D’abord, merci pour l’accueil de mes photos de flaques d’eau! C’était un essai spontané, je ne pensais pas que ça serait autant apprécié! Et vos commentaires m’ont inspiré cet article, parce que derrière mes photos il y a souvent des anecdotes cocasses. Déjà, il y a eu la vague que j’ai reçue en voulant photographier mes bottes sur le sable! Je pars donc une autre série (ça en fera plusieurs entre lesquelles alterner!) pour des histoires derrière les photos.

Les centaines de regards? Parce que pas tout le temps mais la majorité du temps, je prends des photos de blocs, eux-mêmes entourés d’autres blocs. Et ça fait que plein de fenêtres me « regardent », avec parfois des vrais spectateurs humains qui me regardent pour vrai. Mais même quand il n’y a personne, c’est un univers où on se sent constamment observé. Parce que les fenêtres ressemblent vaguement à des yeux? Parce que ces façades socialistes rappellent une époque de surveillance? Parce que la proximité annule l’intimité?
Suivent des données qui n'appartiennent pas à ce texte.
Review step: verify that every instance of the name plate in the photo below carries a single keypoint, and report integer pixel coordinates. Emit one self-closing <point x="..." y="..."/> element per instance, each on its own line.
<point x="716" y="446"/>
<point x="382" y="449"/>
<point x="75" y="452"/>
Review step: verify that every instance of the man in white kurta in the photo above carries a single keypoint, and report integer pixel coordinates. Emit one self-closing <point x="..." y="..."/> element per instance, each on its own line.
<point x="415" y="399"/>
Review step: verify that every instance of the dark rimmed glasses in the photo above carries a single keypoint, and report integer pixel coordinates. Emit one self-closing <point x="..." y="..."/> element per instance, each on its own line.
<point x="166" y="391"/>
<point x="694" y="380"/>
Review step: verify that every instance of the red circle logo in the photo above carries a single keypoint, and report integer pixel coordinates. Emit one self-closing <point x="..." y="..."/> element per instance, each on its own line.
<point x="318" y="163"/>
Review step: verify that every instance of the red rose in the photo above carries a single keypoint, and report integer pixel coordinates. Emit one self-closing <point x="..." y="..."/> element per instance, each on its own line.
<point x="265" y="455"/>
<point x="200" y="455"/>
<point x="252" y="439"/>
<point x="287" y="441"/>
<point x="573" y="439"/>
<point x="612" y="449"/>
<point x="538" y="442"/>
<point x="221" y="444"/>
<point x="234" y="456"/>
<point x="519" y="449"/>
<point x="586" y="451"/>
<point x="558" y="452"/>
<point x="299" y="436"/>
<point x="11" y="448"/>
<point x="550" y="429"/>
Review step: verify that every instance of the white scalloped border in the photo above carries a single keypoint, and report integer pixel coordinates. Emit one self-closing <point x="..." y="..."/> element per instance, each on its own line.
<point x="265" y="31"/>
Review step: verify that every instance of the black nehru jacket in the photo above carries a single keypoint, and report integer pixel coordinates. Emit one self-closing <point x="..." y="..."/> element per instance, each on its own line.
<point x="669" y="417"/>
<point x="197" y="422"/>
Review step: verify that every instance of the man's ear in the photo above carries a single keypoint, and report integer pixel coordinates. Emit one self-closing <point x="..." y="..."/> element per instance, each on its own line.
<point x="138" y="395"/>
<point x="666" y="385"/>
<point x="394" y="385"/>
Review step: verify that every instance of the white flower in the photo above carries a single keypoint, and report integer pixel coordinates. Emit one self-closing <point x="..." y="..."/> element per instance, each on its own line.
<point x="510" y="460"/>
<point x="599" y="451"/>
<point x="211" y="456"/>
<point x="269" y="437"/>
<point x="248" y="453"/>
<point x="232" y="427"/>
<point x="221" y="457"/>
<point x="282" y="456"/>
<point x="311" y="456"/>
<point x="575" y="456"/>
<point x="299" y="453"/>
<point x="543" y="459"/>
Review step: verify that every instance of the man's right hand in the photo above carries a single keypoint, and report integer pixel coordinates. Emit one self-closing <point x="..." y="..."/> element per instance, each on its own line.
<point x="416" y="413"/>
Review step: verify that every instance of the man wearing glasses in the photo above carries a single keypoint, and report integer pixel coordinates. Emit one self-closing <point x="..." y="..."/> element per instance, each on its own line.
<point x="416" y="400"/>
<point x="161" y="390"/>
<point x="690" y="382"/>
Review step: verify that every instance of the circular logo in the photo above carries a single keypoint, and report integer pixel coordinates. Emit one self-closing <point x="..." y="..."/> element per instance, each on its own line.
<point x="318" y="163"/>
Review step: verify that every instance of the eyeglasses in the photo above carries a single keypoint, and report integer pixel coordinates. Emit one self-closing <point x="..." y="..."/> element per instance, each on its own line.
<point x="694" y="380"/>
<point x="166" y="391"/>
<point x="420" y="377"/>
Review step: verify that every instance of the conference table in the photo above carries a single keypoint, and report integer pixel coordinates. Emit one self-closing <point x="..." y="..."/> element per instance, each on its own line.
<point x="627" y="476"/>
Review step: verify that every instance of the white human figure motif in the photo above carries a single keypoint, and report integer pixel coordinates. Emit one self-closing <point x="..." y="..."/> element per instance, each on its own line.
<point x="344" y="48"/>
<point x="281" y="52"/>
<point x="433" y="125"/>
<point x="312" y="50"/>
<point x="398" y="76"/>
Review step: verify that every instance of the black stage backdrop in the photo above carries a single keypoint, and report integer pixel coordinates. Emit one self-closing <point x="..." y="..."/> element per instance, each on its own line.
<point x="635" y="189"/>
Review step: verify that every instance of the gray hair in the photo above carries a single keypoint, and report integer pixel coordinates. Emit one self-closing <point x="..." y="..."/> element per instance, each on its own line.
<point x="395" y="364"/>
En tout cas, impossible de marcher dans ces quartiers sans avoir l’impression que des regards, vrais ou faux, sont braqués sur moi.

Alors ça fait que c’est un peu intimidant au début… puis dans mon cas je me laisse emporter par la beauté des blocs, et c’est juste quand j’y pense que je me rends compte que j’ai l’air un peu bizarre pour les potentiels yeux qui me regardent.

Par exemple, pour la photo où j’ai eu besoin de faire un peu de ménage avant: pendant mes allers-retours entre la flaque et la poubelle, j’ai vu une dame accoudée sur son balcon, qui semblait pas mal divertie par ce que je faisais. Soit elle me jugeait de ramasser des déchets, soit elle me jugeait de ramasser QUE ces déchets, soit elle m’appuyait mentalement.

Pour cette photo, la flaque était pas mal profonde, et des enfants s’amusaient avec. Je suis restée assez longtemps à niaiser à côté, pour attendre qu’ils arrêtent de sauter dedans et de brouiller le reflet. Est-ce qu’ils me trouvaient bizarres de ne pas profiter de l’eau comme eux? Est-ce que des parents cachés pas loin me trouvaient bizarre de rester dans le coin de leurs enfants sans rien faire?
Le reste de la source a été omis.